One of the major things that this film has going for it is the character of Donald “Red” Grant, played by our featured star this week, Robert Shaw. Shaw was in his mid thirties when he played this role, at the peak of his physical condition, and he had a face of granite, that mirrored the character perfectly. Casting can make a movie work so well sometimes, that it is a wonder to me that it is not Awarded at the Oscars on a regular basis. Whoever made this decision made the movie work twice as well as it would have otherwise. The character dominates the movie from the opening pre-title set up, to the last moment he is on screen. In fact his character dispatches Bond in the first minute and fifty-three seconds of the film. Those of you who know the film know what I am talking about.

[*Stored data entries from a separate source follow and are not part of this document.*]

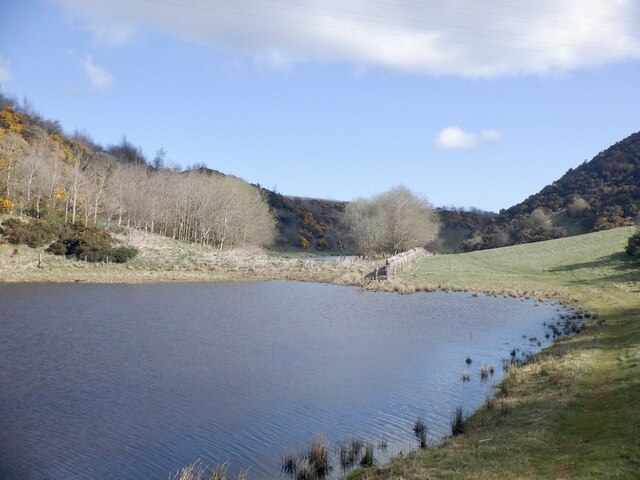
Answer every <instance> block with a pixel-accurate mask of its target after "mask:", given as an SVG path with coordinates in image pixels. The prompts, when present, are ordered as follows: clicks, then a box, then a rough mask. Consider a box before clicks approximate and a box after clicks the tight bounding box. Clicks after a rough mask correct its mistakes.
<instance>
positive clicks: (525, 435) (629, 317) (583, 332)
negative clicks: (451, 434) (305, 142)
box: [349, 228, 640, 480]
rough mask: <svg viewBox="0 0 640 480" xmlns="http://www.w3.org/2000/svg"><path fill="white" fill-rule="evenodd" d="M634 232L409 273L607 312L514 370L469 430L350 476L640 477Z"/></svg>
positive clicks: (473, 254) (505, 380) (639, 374)
mask: <svg viewBox="0 0 640 480" xmlns="http://www.w3.org/2000/svg"><path fill="white" fill-rule="evenodd" d="M632 231H633V229H630V228H623V229H617V230H610V231H606V232H598V233H592V234H588V235H582V236H578V237H571V238H564V239H560V240H554V241H549V242H540V243H535V244H528V245H519V246H514V247H508V248H502V249H495V250H486V251H481V252H473V253H467V254H459V255H442V256H435V257H428V258H426V259H424V260H423V261H421V262H420V263H419V264H417V265H416V266H415V267H414V268H413V269H411V270H409V271H406V272H405V273H404V275H403V277H402V280H403V281H404V282H406V283H407V284H408V286H409V288H410V289H411V290H413V289H432V288H438V287H439V288H442V289H464V290H478V291H487V292H493V293H503V294H510V295H515V294H517V295H538V296H546V297H555V298H557V299H561V300H565V301H575V302H577V303H578V304H580V305H581V306H583V307H584V308H587V309H589V310H590V311H592V312H594V313H595V314H596V315H597V318H596V319H594V320H591V321H590V322H589V323H588V325H587V328H585V329H584V330H583V331H582V332H581V333H579V334H578V335H576V336H574V337H572V338H568V339H563V340H561V341H558V342H556V343H555V344H554V345H553V346H552V347H550V348H548V349H547V350H545V351H544V352H542V353H541V354H539V355H538V356H536V357H535V358H533V359H532V360H531V361H530V362H529V363H527V364H525V365H522V366H520V367H518V368H515V369H512V370H510V371H509V372H508V374H507V375H506V377H505V380H504V382H503V386H502V388H501V389H500V390H499V391H500V393H499V394H497V396H496V399H495V400H494V401H492V402H489V403H487V404H485V405H484V406H483V407H482V408H481V409H480V410H479V411H478V412H476V413H475V414H474V415H473V416H472V417H471V418H469V420H468V422H467V430H466V432H465V433H464V434H463V435H460V436H456V437H450V438H448V439H447V440H446V441H445V442H444V443H443V444H442V445H440V446H434V447H429V448H427V449H426V450H421V451H418V452H414V453H410V454H407V455H405V456H403V457H401V458H399V459H397V460H395V461H393V462H391V463H390V464H388V465H384V466H378V467H373V468H369V469H361V470H359V471H357V472H354V473H353V474H351V475H350V476H349V478H350V479H429V478H444V479H476V478H478V479H504V478H511V479H516V478H528V479H529V478H536V479H537V478H541V479H558V480H559V479H578V478H593V479H601V478H625V479H626V478H628V479H638V478H640V262H638V261H637V260H632V259H630V258H629V257H628V256H626V255H625V254H624V253H623V248H624V245H625V244H626V241H627V239H628V238H629V236H630V235H631V233H632Z"/></svg>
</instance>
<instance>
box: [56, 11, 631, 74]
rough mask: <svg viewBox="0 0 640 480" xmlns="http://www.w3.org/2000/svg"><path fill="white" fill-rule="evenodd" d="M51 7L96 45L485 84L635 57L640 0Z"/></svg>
mask: <svg viewBox="0 0 640 480" xmlns="http://www.w3.org/2000/svg"><path fill="white" fill-rule="evenodd" d="M55 1H56V2H57V3H58V4H59V5H61V6H62V7H63V8H64V9H65V10H66V11H67V12H69V13H70V14H71V15H72V16H74V17H76V18H80V19H81V21H82V22H83V23H84V24H85V25H86V28H89V29H90V30H91V31H92V32H93V33H94V35H95V38H96V39H97V40H99V41H102V42H103V43H107V44H111V45H122V44H126V43H127V42H128V41H130V39H131V37H132V35H133V34H134V32H135V31H136V30H138V29H139V30H144V29H153V30H156V31H161V32H165V33H169V34H172V35H175V36H178V37H181V38H186V39H189V40H192V41H195V42H198V43H200V44H205V45H209V46H212V47H215V48H226V49H228V50H232V51H236V52H240V53H242V54H243V55H249V56H250V57H252V56H255V55H260V54H261V52H264V51H265V50H267V51H276V52H279V55H282V58H286V59H287V62H288V63H290V62H291V60H292V59H293V60H299V59H306V60H317V61H323V62H347V63H351V64H353V65H355V66H356V67H357V68H362V67H365V68H366V67H383V68H387V69H391V70H399V71H411V72H419V73H426V74H433V75H458V76H467V77H486V78H491V77H498V76H505V75H507V76H513V75H528V74H537V75H544V74H548V73H554V72H565V71H570V70H574V69H578V68H585V67H590V66H596V65H602V64H606V63H610V62H616V61H623V60H628V59H640V36H638V33H637V22H636V20H635V19H637V18H640V2H634V1H630V0H616V1H612V0H563V1H561V2H558V1H557V0H539V1H537V2H535V3H526V4H525V3H522V2H511V1H508V2H505V1H504V0H487V1H483V2H478V1H476V0H460V1H457V2H371V1H368V0H325V1H323V2H317V1H315V0H299V1H296V2H295V3H287V2H273V1H269V0H243V1H242V2H234V1H233V0H185V1H181V2H170V1H160V0H147V1H141V0H92V1H91V2H87V1H86V0H55ZM271 60H273V59H271ZM276 61H277V59H276Z"/></svg>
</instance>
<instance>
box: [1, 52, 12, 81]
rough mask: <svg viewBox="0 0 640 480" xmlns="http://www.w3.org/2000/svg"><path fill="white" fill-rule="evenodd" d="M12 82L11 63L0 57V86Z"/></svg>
mask: <svg viewBox="0 0 640 480" xmlns="http://www.w3.org/2000/svg"><path fill="white" fill-rule="evenodd" d="M9 80H11V68H10V66H9V61H8V60H6V59H5V58H4V57H2V56H0V84H2V83H6V82H8V81H9Z"/></svg>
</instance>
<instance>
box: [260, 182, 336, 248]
mask: <svg viewBox="0 0 640 480" xmlns="http://www.w3.org/2000/svg"><path fill="white" fill-rule="evenodd" d="M262 192H263V195H265V196H266V198H267V200H268V202H269V207H271V209H272V211H273V213H274V215H275V217H276V222H277V228H278V233H279V236H278V238H277V239H276V246H277V247H278V248H280V249H284V250H298V249H301V250H312V251H313V250H320V251H327V252H342V251H344V250H345V248H347V246H346V234H345V229H344V225H343V224H342V215H343V213H344V209H345V207H346V205H347V202H340V201H334V200H320V199H315V198H301V197H292V196H287V195H281V194H279V193H277V192H273V191H271V190H267V189H264V188H263V189H262Z"/></svg>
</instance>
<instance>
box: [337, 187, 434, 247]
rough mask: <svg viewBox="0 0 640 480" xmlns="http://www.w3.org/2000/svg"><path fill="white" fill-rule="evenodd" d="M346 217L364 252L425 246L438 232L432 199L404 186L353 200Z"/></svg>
mask: <svg viewBox="0 0 640 480" xmlns="http://www.w3.org/2000/svg"><path fill="white" fill-rule="evenodd" d="M345 220H346V222H347V224H348V225H349V226H350V229H351V232H352V235H353V238H354V240H355V243H356V246H357V247H358V249H359V250H360V251H361V252H362V253H363V254H365V255H373V254H378V253H394V254H395V253H398V252H400V251H403V250H408V249H410V248H413V247H422V246H425V245H426V244H427V243H429V242H430V241H431V240H433V239H434V238H435V237H436V236H437V234H438V231H439V222H438V218H437V214H436V212H435V211H434V210H433V208H432V206H431V204H430V203H429V201H428V200H427V199H426V198H424V197H422V196H420V195H417V194H416V193H413V192H411V190H409V189H408V188H406V187H403V186H399V187H394V188H392V189H390V190H388V191H386V192H384V193H381V194H378V195H376V196H374V197H373V198H371V199H362V198H360V199H357V200H355V201H354V202H351V203H350V204H349V205H347V208H346V212H345Z"/></svg>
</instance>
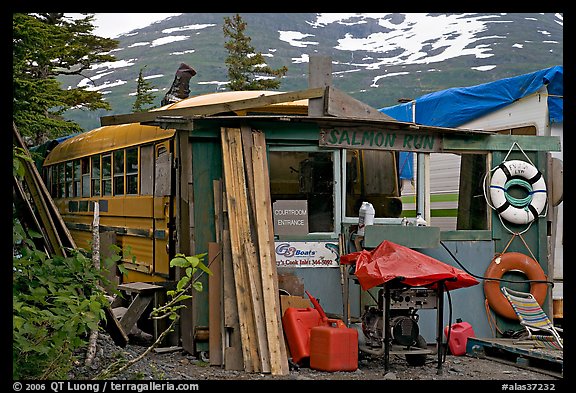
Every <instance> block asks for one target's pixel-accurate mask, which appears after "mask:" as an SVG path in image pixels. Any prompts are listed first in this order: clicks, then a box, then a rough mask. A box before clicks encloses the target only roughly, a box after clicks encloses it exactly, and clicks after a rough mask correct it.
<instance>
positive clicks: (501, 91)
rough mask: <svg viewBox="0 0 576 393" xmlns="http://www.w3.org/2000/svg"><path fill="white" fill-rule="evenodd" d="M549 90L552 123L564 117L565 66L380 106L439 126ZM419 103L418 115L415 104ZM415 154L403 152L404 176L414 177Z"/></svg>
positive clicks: (457, 120) (405, 176)
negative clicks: (395, 104)
mask: <svg viewBox="0 0 576 393" xmlns="http://www.w3.org/2000/svg"><path fill="white" fill-rule="evenodd" d="M544 85H545V86H546V88H547V90H548V111H549V117H550V123H562V122H563V121H564V67H563V66H554V67H550V68H545V69H542V70H539V71H536V72H532V73H528V74H524V75H519V76H515V77H512V78H505V79H500V80H498V81H495V82H490V83H484V84H481V85H477V86H471V87H455V88H451V89H447V90H442V91H437V92H434V93H430V94H426V95H423V96H421V97H420V98H417V99H416V100H414V101H411V102H406V103H403V104H398V105H394V106H390V107H386V108H381V109H379V111H380V112H382V113H385V114H387V115H388V116H391V117H393V118H394V119H396V120H399V121H406V122H415V123H417V124H422V125H427V126H438V127H458V126H460V125H462V124H465V123H468V122H469V121H472V120H474V119H477V118H479V117H482V116H484V115H487V114H489V113H491V112H494V111H496V110H498V109H500V108H504V107H506V106H508V105H511V104H513V103H514V102H515V101H517V100H519V99H520V98H522V97H525V96H527V95H530V94H533V93H535V92H536V91H538V89H540V88H541V87H542V86H544ZM414 104H415V105H416V111H415V112H416V113H415V114H416V118H415V119H414V118H413V117H414V114H413V113H412V106H413V105H414ZM412 157H413V154H412V153H410V152H400V163H399V171H400V178H401V179H413V178H414V171H413V168H412Z"/></svg>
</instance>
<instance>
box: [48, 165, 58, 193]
mask: <svg viewBox="0 0 576 393" xmlns="http://www.w3.org/2000/svg"><path fill="white" fill-rule="evenodd" d="M56 168H57V167H56V165H52V166H51V167H49V168H48V179H49V182H48V184H50V195H52V196H53V197H55V196H56V193H57V192H58V178H57V177H56V174H57V171H56Z"/></svg>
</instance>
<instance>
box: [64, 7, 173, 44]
mask: <svg viewBox="0 0 576 393" xmlns="http://www.w3.org/2000/svg"><path fill="white" fill-rule="evenodd" d="M175 15H180V14H179V13H178V14H162V13H156V12H149V13H143V14H139V13H130V14H117V13H96V14H95V15H94V26H96V28H95V29H94V31H93V33H94V34H95V35H97V36H100V37H105V38H116V37H118V36H119V35H120V34H124V33H128V32H129V31H132V30H134V29H140V28H142V27H146V26H148V25H150V24H152V23H154V22H158V21H161V20H163V19H166V18H169V17H171V16H175ZM66 16H70V17H74V18H77V17H81V16H82V15H81V14H74V13H70V14H66Z"/></svg>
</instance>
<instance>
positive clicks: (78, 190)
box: [71, 160, 82, 196]
mask: <svg viewBox="0 0 576 393" xmlns="http://www.w3.org/2000/svg"><path fill="white" fill-rule="evenodd" d="M72 167H73V172H74V174H73V176H74V193H73V194H72V195H71V196H80V195H82V193H81V190H80V179H81V177H80V175H81V173H80V160H74V161H73V163H72Z"/></svg>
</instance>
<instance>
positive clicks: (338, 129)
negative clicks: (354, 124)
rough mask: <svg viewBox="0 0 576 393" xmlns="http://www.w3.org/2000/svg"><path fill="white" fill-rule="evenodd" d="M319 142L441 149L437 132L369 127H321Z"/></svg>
mask: <svg viewBox="0 0 576 393" xmlns="http://www.w3.org/2000/svg"><path fill="white" fill-rule="evenodd" d="M319 144H320V146H326V147H344V148H349V149H374V150H402V151H414V152H423V153H434V152H440V151H442V139H441V136H440V135H437V134H431V133H429V132H421V131H420V132H418V131H414V132H410V131H402V130H390V131H387V130H382V129H369V128H354V129H345V128H331V129H322V130H321V131H320V141H319Z"/></svg>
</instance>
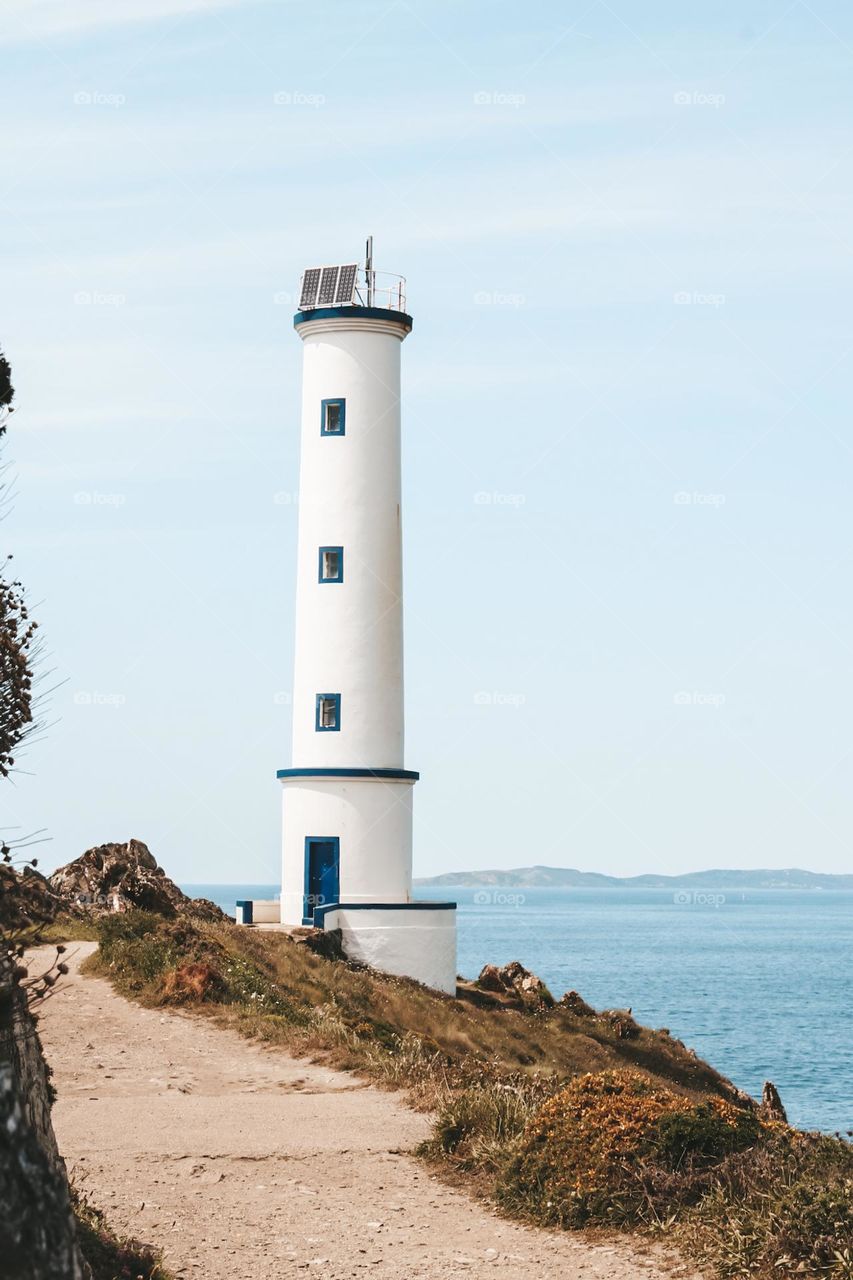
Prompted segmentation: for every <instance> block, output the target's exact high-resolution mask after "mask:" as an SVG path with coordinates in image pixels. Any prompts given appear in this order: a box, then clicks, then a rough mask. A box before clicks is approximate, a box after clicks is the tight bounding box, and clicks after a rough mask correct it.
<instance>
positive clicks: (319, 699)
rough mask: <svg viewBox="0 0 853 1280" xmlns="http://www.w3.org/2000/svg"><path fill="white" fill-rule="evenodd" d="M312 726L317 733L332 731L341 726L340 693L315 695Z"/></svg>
mask: <svg viewBox="0 0 853 1280" xmlns="http://www.w3.org/2000/svg"><path fill="white" fill-rule="evenodd" d="M314 727H315V730H316V731H318V733H333V732H337V731H338V730H339V728H341V694H318V695H316V722H315V724H314Z"/></svg>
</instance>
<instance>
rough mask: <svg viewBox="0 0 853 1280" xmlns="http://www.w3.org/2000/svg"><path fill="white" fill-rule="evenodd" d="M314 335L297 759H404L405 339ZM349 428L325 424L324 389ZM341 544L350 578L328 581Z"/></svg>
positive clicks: (304, 339) (294, 740)
mask: <svg viewBox="0 0 853 1280" xmlns="http://www.w3.org/2000/svg"><path fill="white" fill-rule="evenodd" d="M297 333H298V334H300V337H302V340H304V364H302V431H301V465H300V466H301V470H300V526H298V553H297V557H298V561H297V586H296V650H295V654H296V657H295V676H293V764H295V765H300V767H301V765H311V767H316V765H327V767H329V765H342V767H351V768H357V767H362V768H373V769H377V768H402V763H403V668H402V547H401V512H400V348H401V339H402V338H403V337H405V329H403V328H401V326H398V325H388V324H383V323H382V321H371V320H366V319H347V320H338V321H330V320H329V321H318V323H309V324H305V325H301V326H300V328H298V329H297ZM336 397H342V398H345V399H346V434H345V435H343V436H328V435H325V436H324V435H321V434H320V407H321V402H323V401H324V399H332V398H336ZM320 547H343V582H341V584H337V582H324V584H320V582H318V549H319V548H320ZM320 692H339V694H341V731H339V732H328V733H318V732H315V699H316V695H318V694H320Z"/></svg>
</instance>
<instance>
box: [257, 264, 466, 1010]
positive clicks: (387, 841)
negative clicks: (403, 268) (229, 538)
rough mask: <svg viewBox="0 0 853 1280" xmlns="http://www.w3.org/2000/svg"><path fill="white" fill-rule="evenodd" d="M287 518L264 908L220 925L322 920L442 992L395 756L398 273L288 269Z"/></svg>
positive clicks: (402, 645)
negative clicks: (274, 838)
mask: <svg viewBox="0 0 853 1280" xmlns="http://www.w3.org/2000/svg"><path fill="white" fill-rule="evenodd" d="M293 324H295V328H296V332H297V334H298V337H300V338H301V339H302V357H304V358H302V415H301V465H300V507H298V509H300V517H298V550H297V575H296V579H297V585H296V649H295V673H293V748H292V760H293V764H292V767H291V768H286V769H279V772H278V778H279V781H280V783H282V791H283V851H282V897H280V904H278V902H275V904H269V902H268V904H261V902H256V904H251V905H250V904H238V919H241V914H242V919H243V922H245V923H248V919H247V916H250V915H252V916H254V923H279V924H280V925H284V927H288V925H289V927H295V925H314V927H316V928H321V929H339V931H341V938H342V945H343V950H345V954H346V955H347V956H348V957H350V959H352V960H357V961H360V963H364V964H368V965H371V966H373V968H375V969H380V970H383V972H384V973H391V974H398V975H401V977H410V978H415V979H418V980H419V982H423V983H425V984H427V986H429V987H434V988H437V989H438V991H443V992H448V993H455V991H456V904H455V902H428V901H414V900H412V883H411V850H412V792H414V787H415V783H416V782H418V777H419V774H418V773H415V772H412V771H410V769H406V768H405V767H403V637H402V522H401V415H400V355H401V347H402V342H403V340H405V338H406V337H407V334H409V333H410V332H411V328H412V321H411V316H410V315H407V312H406V297H405V282H403V280H402V278H400V276H392V278H386V276H382V275H380V274H379V273H375V271H374V270H373V261H371V251H370V247H369V251H368V261H366V265H365V268H364V269H360V268H359V266H356V265H355V264H347V265H345V266H327V268H311V269H309V270H306V271H305V273H304V275H302V282H301V288H300V310H298V311H297V314H296V316H295V319H293Z"/></svg>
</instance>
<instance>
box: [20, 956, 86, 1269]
mask: <svg viewBox="0 0 853 1280" xmlns="http://www.w3.org/2000/svg"><path fill="white" fill-rule="evenodd" d="M50 1107H51V1096H50V1084H49V1078H47V1066H46V1064H45V1059H44V1055H42V1051H41V1042H40V1039H38V1033H37V1030H36V1024H35V1019H33V1016H32V1012H31V1010H29V1006H28V1001H27V996H26V992H24V991H23V988H22V987H20V984H19V982H18V970H17V969H15V965H14V960H12V959H10V957H9V956H8V954H6V952H1V954H0V1133H3V1142H0V1258H3V1262H0V1271H1V1274H3V1275H4V1276H9V1277H10V1280H12V1277H14V1280H83V1277H85V1276H87V1275H88V1267H87V1266H86V1263H85V1262H83V1260H82V1257H81V1253H79V1247H78V1243H77V1230H76V1225H74V1217H73V1213H72V1206H70V1197H69V1189H68V1175H67V1172H65V1164H64V1161H63V1158H61V1156H60V1155H59V1149H58V1147H56V1138H55V1135H54V1128H53V1124H51V1119H50Z"/></svg>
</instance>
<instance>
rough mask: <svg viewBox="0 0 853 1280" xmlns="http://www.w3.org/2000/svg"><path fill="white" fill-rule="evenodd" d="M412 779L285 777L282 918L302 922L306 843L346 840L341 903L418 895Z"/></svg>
mask: <svg viewBox="0 0 853 1280" xmlns="http://www.w3.org/2000/svg"><path fill="white" fill-rule="evenodd" d="M412 785H414V783H412V782H411V781H393V782H388V781H384V780H382V781H380V780H375V778H283V780H282V790H283V823H282V826H283V832H284V856H283V879H282V920H283V923H284V924H301V922H302V895H304V892H305V837H306V836H316V837H324V836H338V838H339V840H341V901H342V902H345V901H348V902H407V901H409V900H410V897H411V799H412Z"/></svg>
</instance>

What is especially impressive of Shaw’s performance, is that he has no lines for the first hour and a half of the movie. In fact, there are really only three scenes that he speaks in. All of which have been set up well by the script and the director, but the anticipation of the confrontation owes a substantial amount to the actor. He refers to himself at one point as Bond’s guardian angel. His character has hovered in the background for most of the film, a grim Spectre , looking over 007’s shoulder and waiting for his chance to strike while denying anyone else the same opportunity. The lack of a smile, the silent stalking and the tough exterior leave us waiting for the confrontation that we know must ultimately come.
Shaw plays it cool from the beginning of the film, even though his character is supposed to be a homicidal maniac. He is kept on a tight leash but all the time we can see that he is itching to take Bond down. His eyes narrow to a squint when he first spots Bond at the airport and joins in the spy v. spy game they play in Istanbul. When he breaks the rules of the game by killing a Russian surveillance man,there is only a slight hint of satisfaction on his face as he knows that Bond and his ally Kerim Bey will be blamed. One of the most tense scenes right before he and Bond meet occurs as Grant haunts Bond on the Orient Express. When James gets off the train in Belgrade to contact his local support, Grant is right over his shoulder, still on the train, often seen only as a reflection in the glass, like a true ghost waiting to wreak havoc. He keeps his cool as we see him displace the real agent Nash, the only indicator of the violence is the way he slips on his gloves as he leads the unwitting Nash to the water-closet.
Once he makes contact with Bond, Shaw uses his voice and plays the proper Englishman for as long as necessary. The despairingly used phrase “Old Man”, is the one way he can needle Bond before he can give up his cover. Shaw makes it sound condescending but not so deliberately that it would tip Bond off. When confronted red handed for drugging Tania, Grant /Shaw uses the right tone to convey that it is all part of the plan and that Bond can relax. That soothing tone works just long enough for James to drop his guard and then Grant attacks. Once he is in control of the situation, you can begin to see the monster that was there all the time. The cold blooded look returns and it is accompanied by a hostile twinkle in the eye that should be bone chilling. Still Bond toughs it out, all he needs is a chance to even the odds and he will be OK.
Once the fight starts, you know that it is seriously going to do some damage to your psyche. These are not cowboy punches thrown at arms length. There is wrestling, and karate, and blows to the solar plexus, that we know Grant can take from earlier. Bond needs to kick and grab and throw his opponent to have any kind of a chance. Ultimately we see that Shaw’s character has his favorite weapon at hand, a garote that emerges from his watch and he nearly gets Bond around the neck. It is a single hand caught between the garote and his neck that gives James a chance to access his own back up, a throwing knife secreted in the briefcase provided by Q Branch. Bond gets a chance to reverse the noose and suddenly Grant is caught in his own device, learning first hand the destiny he has brought to so many others.
So, simply put, Shaw’s performance enhances this film and makes the final confrontation the true climax of the picture. There is a helicopter chase, a boat chase, explosions and poisoned tipped shoes that all come after this, but none of them seem like a real threat because Bond has already taken out the toughest opponent imaginable. I think Tania Romanov was the second most beautiful Bond girl after Solitaire, and I think the briefcase is the second greatest gadget Bond ever got from Q, after the Aston-Martin with ejector seat. So my second favorite Bond has my second favorite gadget and second favorite Bond girl, but it also has the greatest of opponents in Bond’s 22 movies so far. That is why this film deserves to be in the Robert Shaw Film festival.